/kong-plugin-ddtrace

Datadog APM Plugin for Kong Gateway

Primary LanguageLuaApache License 2.0Apache-2.0

Datadog APM Plugin for Kong

This plugin adds Datadog tracing to Kong. It was originally based on the zipkin plugin, although it is now significantly modified for Datadog-specific functionality.

Compatibility

This plugin is compatible with Kong Gateway v2.x and v3.x. The oldest version tested is v2.0.5 and the newest is v3.2.2

Installation

This plugin can be installed using luarocks.

luarocks install kong-plugin-ddtrace

After kong is started/restarted, the plugin can be enabled. One example:

# Enabled globally
curl -i -X POST --url http://localhost:8001/plugins/ --data 'name=ddtrace'
# Enabled for specific service only
curl -i -X POST --url http://localhost:8001/services/example-service/plugins/ --data 'name=ddtrace'

If the datadog agent is not reachable on http://localhost:8126, then you will need to configure this as well.

Configuration

This plugin supports a number of configuration options. These can be supplied when enabling the plugin by providing additional --data options to the curl request. The option is prefixed by config, eg: to configure the service name, the curl option will be represented as --data 'config.service_name=your-preferred-name'.

Some options can be set using environment variables or vault references.

Agent Host

The hostname or IP that will be used to connect to the agent.

--data 'config.agent_host=your-agent-address'

This value can use vault references. By default, the value of the environment variable DD_AGENT_HOST is used by resolving vault://env/dd-agent-host. When this variable is not set, the default is localhost.

In Kubernetes helm chart deployments of Kong, the value can be passed in using a field reference.

env:
...
  DD_AGENT_HOST:
    valueFrom:
      fieldRef:
        fieldPath: status.hostIP
...
dblessConfig:
  config:
    _format_version: "2.1"
    plugins:
      - name: ddtrace
        config:
          service_name: kong-ddtrace
          agent_host: "{vault://env/dd-agent-host}"
          environment: 'dev'
...

Agent URL

The URL that will be used to connect to the agent. The value should not include the trailing / character.

--data 'config.trace_agent_url=http://localhost:8126'

This value can use vault references. By default, the value of the environment variale DD_TRACE_AGENT_URL is used by resolving vault://env/dd-trace-agent-url. When this variable is not set, the default is http://localhost:8126.

Agent Endpoint (deprecated)

The full URL for submitting traces to the agent. It is preferred to use agent_host or trace_agent_url options instead.
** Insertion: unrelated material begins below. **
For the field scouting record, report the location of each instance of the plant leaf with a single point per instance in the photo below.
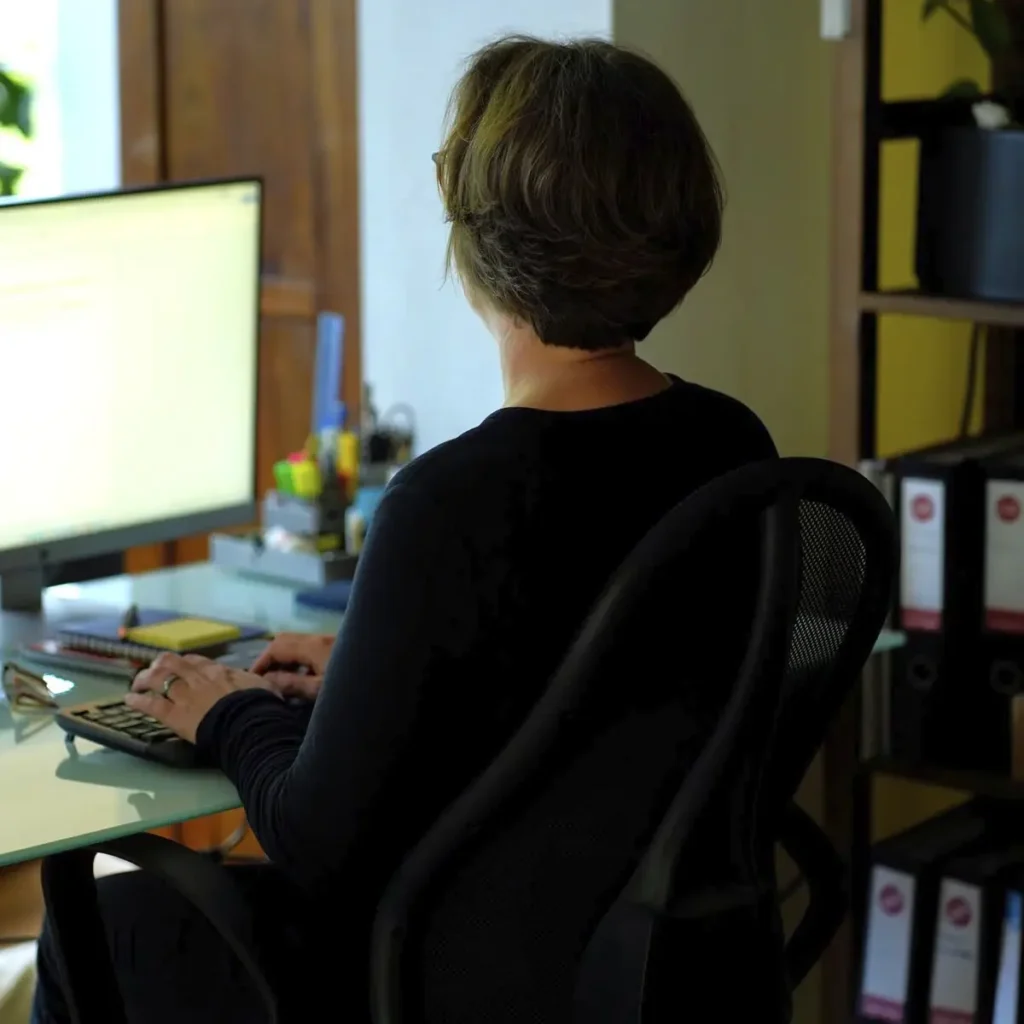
(963, 88)
(8, 178)
(991, 27)
(15, 104)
This option will be deprecated in future releases.

--data config.agent_endpoint=http://localhost:8126/v0.4/traces'

This value can use vault references. The default value is nil.

Service Name

The service name represents the application or component that is producing traces. All traces created by this plugin will use the configured service name.

--data 'config.service_name=your-preferred-name'

This value can use vault references. By default, the value of the environment variale DD_SERVICE is used by resolving vault://env/dd-service. When this variable is not set, the default is kong.

Environment

The environment is a larger grouping of related services, such as prod, staging or dev.

--data 'config.environment=prod'

This value can use vault references. By default, the value of the environment variale DD_ENV is used by resolving vault://env/dd-env. When this variable is not set, spans will not have an environment tag.

Version

The version is a user-defined value for tracking a application version, or a versioned combination of applications, configuration, and other assets. This is useful in both static deployments and CI/CD workflows.

--data 'config.version=1234'

This value can use vault references. By default, the value of the environment variale DD_VERSION is used by resolving vault://env/dd-version. When this variable is not set, spans will not have a version tag.

Sampling Controls

Sampling of traces is required in environments with high traffic load to reduce the amount of trace data produced and ingested by Datadog.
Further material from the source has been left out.